The bulk of your portfolio should be in funds that avoid both credit and duration risk
Investing in the past year’s winner is a loser’s strategy in any category of mutual funds, but it can be especially harmful in debt funds. Long-duration funds were the best-performing category on the debt side over the past year with an average return of 12.13 per cent. However, if you are thinking of investing in this category to partake of those returns, perish the thought. As market conditions change, you could well end up with losses in these funds.
Direction of rates uncertain: Fund managers today have differing views on where interest rates are headed. Some believe longer-term bond yields are set to rise in 2020. “Due to growth improving and inflation rising both globally and domestically, the 10-year government bond yield may inch up towards the 7 per cent mark from the current level of around 6.6 per cent over next three-four quarters,” says Maneesh Dangi, chief investment officer–fixed income, Aditya Birla Sun Life Asset Management Company (AMC).
Other debt fund managers think yields on longer-term bonds may continue to soften, at least for some more time. Suyash Choudhary, head-fixed income, IDFC AMC says term spreads (the difference in yield between one year- and longer-term bonds) are wide at present. “Purely from a valuation perspective, long-duration bonds look reasonably attractive. If the Reserve Bank of India (RBI) persists with its term spread targeting tool and the government unveils some sort of a roadmap to court offshore capital to finance part of its borrowing over the medium term, then the view on long-duration bonds would continue to be positive, at least for the next few months. But if the RBI pulls back from this strategy after a few months, then these bonds could turn volatile,” he says.
Clearly, in a scenario where there is no consensus on where interest rates are headed, retail investors need to stick to the safety-first principle. “Retail investors should anyway take risk in equity funds and seek safety and stability of returns from their debt-fund portfolio,” says Nikhil Banerjee, co-founder, Mintwalk.
Follow an allocation model: Instead of thinking tactically, retail investors need to shift to an asset allocation model even while building their debt-fund portfolio. Choudhary suggests dividing the portfolio into three buckets: liquidity, core and satellite. The liquidity bucket should be for cash management. Invest in liquid and overnight funds here. The bulk of an investor’s fixed-income allocation, irrespective of the stage of the financial market cycle one is in, should be in the core bucket. "The defining feature of the core bucket should be that it should carry modest credit and duration risk," says Choudhary. Funds that invest in AAA and sovereign bonds with a maturity of up to four-five years would fall in this category. That would include money market to short- and medium-duration funds.
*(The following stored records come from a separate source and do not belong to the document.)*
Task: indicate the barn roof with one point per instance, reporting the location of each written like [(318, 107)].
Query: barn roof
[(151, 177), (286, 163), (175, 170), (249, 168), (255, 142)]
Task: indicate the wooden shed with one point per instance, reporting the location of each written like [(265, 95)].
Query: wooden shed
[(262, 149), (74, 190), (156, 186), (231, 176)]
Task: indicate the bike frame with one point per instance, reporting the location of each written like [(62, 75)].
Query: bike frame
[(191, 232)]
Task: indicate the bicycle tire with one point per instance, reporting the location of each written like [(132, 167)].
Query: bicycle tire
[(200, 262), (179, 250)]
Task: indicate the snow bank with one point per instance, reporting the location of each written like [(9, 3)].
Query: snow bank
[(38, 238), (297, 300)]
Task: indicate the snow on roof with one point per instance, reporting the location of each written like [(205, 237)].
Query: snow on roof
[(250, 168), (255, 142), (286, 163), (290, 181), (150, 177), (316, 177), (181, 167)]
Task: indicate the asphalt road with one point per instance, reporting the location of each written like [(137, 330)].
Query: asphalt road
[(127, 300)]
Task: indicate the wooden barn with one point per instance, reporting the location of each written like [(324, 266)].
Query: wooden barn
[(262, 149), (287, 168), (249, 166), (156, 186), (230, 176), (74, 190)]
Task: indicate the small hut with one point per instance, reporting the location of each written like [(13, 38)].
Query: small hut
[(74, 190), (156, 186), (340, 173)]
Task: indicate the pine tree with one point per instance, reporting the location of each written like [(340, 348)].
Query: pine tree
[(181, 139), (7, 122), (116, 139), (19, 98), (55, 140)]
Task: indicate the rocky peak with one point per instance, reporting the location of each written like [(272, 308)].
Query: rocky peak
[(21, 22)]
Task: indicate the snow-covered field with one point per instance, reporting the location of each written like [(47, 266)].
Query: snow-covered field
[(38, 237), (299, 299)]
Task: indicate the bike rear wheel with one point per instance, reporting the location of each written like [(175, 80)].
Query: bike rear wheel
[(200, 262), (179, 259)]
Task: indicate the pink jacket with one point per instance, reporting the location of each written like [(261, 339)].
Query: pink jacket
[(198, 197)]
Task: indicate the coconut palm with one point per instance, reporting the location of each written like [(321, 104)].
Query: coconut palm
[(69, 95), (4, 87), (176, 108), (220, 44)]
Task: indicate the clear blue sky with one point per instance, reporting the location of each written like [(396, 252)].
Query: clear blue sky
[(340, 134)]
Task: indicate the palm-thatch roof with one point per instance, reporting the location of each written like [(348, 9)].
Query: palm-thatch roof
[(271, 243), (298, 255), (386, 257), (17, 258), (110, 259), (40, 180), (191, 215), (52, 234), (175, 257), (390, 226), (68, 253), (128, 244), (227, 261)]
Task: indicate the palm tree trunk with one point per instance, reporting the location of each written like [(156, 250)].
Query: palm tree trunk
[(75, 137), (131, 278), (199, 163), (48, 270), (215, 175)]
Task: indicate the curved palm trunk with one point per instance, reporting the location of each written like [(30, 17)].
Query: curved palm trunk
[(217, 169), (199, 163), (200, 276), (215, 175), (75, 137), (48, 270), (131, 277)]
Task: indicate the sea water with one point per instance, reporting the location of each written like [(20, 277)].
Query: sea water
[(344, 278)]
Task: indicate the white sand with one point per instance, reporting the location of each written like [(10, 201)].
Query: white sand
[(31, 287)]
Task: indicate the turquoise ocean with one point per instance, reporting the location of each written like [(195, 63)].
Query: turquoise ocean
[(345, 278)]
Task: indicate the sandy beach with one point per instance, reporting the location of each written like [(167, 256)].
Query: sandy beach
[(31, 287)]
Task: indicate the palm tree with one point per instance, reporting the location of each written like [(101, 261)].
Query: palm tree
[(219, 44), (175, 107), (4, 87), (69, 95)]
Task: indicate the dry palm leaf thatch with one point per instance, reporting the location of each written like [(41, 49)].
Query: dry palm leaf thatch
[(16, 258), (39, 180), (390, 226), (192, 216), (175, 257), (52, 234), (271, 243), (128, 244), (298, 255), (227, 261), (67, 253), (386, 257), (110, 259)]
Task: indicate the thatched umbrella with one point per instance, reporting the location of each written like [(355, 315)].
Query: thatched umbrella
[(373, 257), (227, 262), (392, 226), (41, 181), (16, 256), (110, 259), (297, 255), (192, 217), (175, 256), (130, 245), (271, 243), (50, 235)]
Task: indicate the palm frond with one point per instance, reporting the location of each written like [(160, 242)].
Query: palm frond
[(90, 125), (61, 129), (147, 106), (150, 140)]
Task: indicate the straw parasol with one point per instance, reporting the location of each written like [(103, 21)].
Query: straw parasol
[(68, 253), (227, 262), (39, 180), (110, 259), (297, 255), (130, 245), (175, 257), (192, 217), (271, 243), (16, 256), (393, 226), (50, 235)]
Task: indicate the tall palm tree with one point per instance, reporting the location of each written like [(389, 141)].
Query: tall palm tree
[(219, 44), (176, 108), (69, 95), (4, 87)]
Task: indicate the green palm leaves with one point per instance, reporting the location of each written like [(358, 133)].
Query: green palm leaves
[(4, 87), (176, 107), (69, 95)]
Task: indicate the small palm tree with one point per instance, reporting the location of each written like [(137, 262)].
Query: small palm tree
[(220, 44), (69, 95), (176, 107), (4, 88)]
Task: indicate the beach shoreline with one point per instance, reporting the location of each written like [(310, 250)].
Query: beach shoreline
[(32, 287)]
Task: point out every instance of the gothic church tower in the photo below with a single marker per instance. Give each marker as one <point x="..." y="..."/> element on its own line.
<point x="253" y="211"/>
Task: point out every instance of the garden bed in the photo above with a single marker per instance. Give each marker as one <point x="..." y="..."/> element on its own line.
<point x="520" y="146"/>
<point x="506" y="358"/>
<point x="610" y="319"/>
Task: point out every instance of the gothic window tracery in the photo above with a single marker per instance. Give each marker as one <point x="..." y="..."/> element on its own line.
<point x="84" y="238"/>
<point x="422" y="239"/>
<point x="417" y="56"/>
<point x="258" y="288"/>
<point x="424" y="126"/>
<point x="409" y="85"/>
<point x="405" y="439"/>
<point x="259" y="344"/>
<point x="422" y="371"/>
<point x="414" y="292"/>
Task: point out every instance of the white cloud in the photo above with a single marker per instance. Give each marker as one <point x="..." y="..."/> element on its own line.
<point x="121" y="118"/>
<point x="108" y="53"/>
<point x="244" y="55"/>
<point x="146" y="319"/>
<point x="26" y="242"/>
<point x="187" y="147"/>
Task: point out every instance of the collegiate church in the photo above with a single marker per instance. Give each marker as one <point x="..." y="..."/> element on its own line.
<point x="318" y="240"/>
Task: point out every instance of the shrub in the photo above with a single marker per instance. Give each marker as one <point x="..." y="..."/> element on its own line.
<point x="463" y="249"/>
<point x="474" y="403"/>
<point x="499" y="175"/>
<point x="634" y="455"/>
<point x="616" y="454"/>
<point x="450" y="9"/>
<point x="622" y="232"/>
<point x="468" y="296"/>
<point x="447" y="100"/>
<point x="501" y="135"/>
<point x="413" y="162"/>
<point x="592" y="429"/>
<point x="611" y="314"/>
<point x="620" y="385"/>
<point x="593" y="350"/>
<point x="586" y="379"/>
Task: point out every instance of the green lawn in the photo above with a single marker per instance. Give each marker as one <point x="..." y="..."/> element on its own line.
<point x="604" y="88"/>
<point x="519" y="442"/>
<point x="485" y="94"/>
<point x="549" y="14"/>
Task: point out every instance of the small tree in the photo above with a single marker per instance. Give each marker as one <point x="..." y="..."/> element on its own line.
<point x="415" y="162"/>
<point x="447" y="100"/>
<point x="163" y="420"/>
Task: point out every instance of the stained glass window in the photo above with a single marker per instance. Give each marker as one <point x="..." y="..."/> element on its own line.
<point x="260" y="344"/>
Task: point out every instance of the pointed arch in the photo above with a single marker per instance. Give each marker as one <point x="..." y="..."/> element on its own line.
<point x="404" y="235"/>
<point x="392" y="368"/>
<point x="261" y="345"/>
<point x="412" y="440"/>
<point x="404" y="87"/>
Finally, there is the satellite bucket. It can be higher on credit or duration risk but should form a residual or smaller part of the allocation. If an investor has the appetite, he may take some amount of duration or credit risk here by investing in an actively managed dynamic bond fund, which has proven its ability to consistently manage the interest-rate cycle over the past 10-15 years.
Investors could allocate around 10-15 per cent of their money in the liquidity bucket, 60 per cent in the core bucket, and 20 per cent in the satellite bucket.
Avoid duration and credit risk: With little certainty on where longer-term interest rates are headed, investors should avoid taking duration calls. Says Banerjee: “Only seasoned investors, who have a view on the macro economy, or have an advisor, should take duration calls. Most retail investors should stay away from longer-duration funds.” If yields on longer-duration bonds rise, they could end up incurring a loss in these funds.
On the credit side, the markets have witnessed a lot of dislocation over the past year-and-a-half. With the economy in slowdown mode, the credit scenario remains precarious. More incidents of credit defaults cannot be ruled out. Hence, this is not the time for investors to pursue high-yield strategies, like credit risk funds (that invest in lower-rated papers).
The safe zone: Corporate bond spreads vis-à-vis government bonds are high currently. If liquidity sustains at high levels, yields on one- to three-year corporate bonds rated AAA and AA may even drop a little. “Invest in funds that target one- to three-year AAA and AA bonds. A person with a one-year horizon may opt for a low-duration fund while someone having a two- to three-year horizon may opt for a corporate bond fund,” says Dangi. The corporate bond fund should have a quality portfolio invested in AAA papers dominated by public-sector companies.
Take risk only at the margins: Opportunity beckons on the credit side. Several companies have withstood both tight liquidity conditions and the economic slowdown well. Their papers have stayed AA throughout this turbulent period. What is notable is that they have survived and not witnessed downgrades despite the difficult environment of the past few quarters. These are companies that have a dominant position in the market, are not laden with excessive debt, and also have management of decent quality. Dangi suggests opting for funds that invest in such papers. Typically, AAA papers in the PSU space having two- to three-year duration are trading at about 6.50-6.75 per cent. These AA papers are yielding 8.5-9 per cent, so investors can earn about two percentage points extra. They do come with some risk, however. Investors ready for it may go for dynamic bond funds trying to capture this opportunity.